I have some friends who are retired, with good pensions and no major financial worries. They also have decent health care coverage, both through Medicare and through a supplemental state program for which their longtime service made them eligible (those benefits were taken away from employees who had not had twenty five years of work as of the late 1990s, but they were lucky to have that length of service and retain their benefits).
But they have major, chronic health problems and they have been examining life in "assisted living" facilities. While they would definitely need some of these services, given their special and difficult health needs, they would have to pay something like $350,000 for a one bedroom facility (meaning that they would have to sell their house in all likelihood in order to make the down payment) and also pay high maintenance fees for services rendered. They would also be largely isolated from their communities and the political activism that has always helped sustain them as human beings (although of course the possibilities exist that they could develop new community relationship). In reality, their savings and pensions would in all probability largely fall into the hands of the for profit institution for the remainder of their lives, whose overall quality, even with their increased physical security in the event of health emergencies and access to daily care, would be diminished, since life is about social relationships, involvements, interactions with people.

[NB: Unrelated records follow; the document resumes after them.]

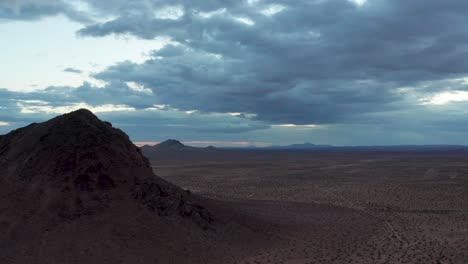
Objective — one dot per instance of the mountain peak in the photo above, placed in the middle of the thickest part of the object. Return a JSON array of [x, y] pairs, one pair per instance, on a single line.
[[171, 144], [85, 165]]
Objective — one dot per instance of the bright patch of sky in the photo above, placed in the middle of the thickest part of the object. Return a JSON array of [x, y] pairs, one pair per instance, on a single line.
[[296, 126], [37, 107], [35, 54], [170, 12], [139, 88], [272, 10], [358, 2], [446, 97]]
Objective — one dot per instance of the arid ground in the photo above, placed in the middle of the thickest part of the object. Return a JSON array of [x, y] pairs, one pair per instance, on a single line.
[[338, 206]]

And my friends are relatively well off. Other senior citizens with greater health problems and far less resources are compelled to turn over all of their resources to nursing homes as a consequence of being admitted to such facilities. I know of cases where low income spouses have been compelled to legally divorce their chronically ill spouses in order to protect themselves from the financial liabilities for health and hospital care. Spouses and children of ill senior citizens hiding the assets of their spouses and parents in order to prevent them from reaching the destitute state that institutions require for admittance is commonplace in the U.S. today.

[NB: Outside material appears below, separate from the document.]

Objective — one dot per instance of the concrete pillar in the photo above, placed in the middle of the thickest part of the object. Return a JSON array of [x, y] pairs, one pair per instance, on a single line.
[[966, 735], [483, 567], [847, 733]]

This is yet another horror of capitalism--that is, people are encouraged to fight with each other all of their lives for money and then, in a twist on the classic Jack Benny joke, when they are told by a thief (in
this case the for profit nursing homes and assisted living facilities) "your money or your life," have to think about it.

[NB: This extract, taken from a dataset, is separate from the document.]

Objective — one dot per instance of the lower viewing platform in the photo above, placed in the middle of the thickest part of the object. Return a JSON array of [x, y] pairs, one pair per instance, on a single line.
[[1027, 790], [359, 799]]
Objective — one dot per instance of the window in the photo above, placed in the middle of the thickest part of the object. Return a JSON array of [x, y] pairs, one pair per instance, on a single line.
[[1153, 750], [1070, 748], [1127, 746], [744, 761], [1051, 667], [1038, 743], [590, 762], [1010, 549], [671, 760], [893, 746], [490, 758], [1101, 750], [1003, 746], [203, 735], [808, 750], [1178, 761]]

Along with public health care, day care, and other necessary social services, a flexible public system to provide aid to chronically ill senior citizens should be a high priority for a socially just society. The first call should be to help people live and remain active in their homes and communities to the greatest extent possible--to provide them with the assistance (not charity programs) as a matter of right to live comfortable lives and enlist communities in helping senior citizens. When full-time care becomes necessary, facilities should be available for senior citizens that would permit them to retain their personal property(homes especially) and/or sell such property for themselves if they wish. American capitalism, which glorifies "private property" aka stocks, bonds, commercial real estate, etc, does less than many other societies in protecting the personal property rights of citizens, who must sell their homes to go into nursing homes and can have their homes and small businesses(which are not personal property) in effect confiscated by local and state governments in order to make way for commercial developments In the past this power was usually reserved for roads, highways, and public sector improvement. Today it is being widely extended to developers and gentrifiers, those who will allegedly bring more "ratables" in the form of tax dollars into financially strapped communities.
Through most of the twentieth century, reactionaries mocked social welfare state policies as providing "cradle to the grave" protections. In the U.S., with outrageously high infant mortality rates for a developed country, no real public day care, the complete absence of national health insurance or socialized medicine, and a very limited and inadequate social security system, the journey from the cradle to the grave in the twenty-first century, regardless of all the scientific advances to prolong life and technological advances to make life more comfortable, continues to be a perilous one. And it will become more perilous as long as all citizens except without questioning a capitalist system that exploits them from the cradle to the grave.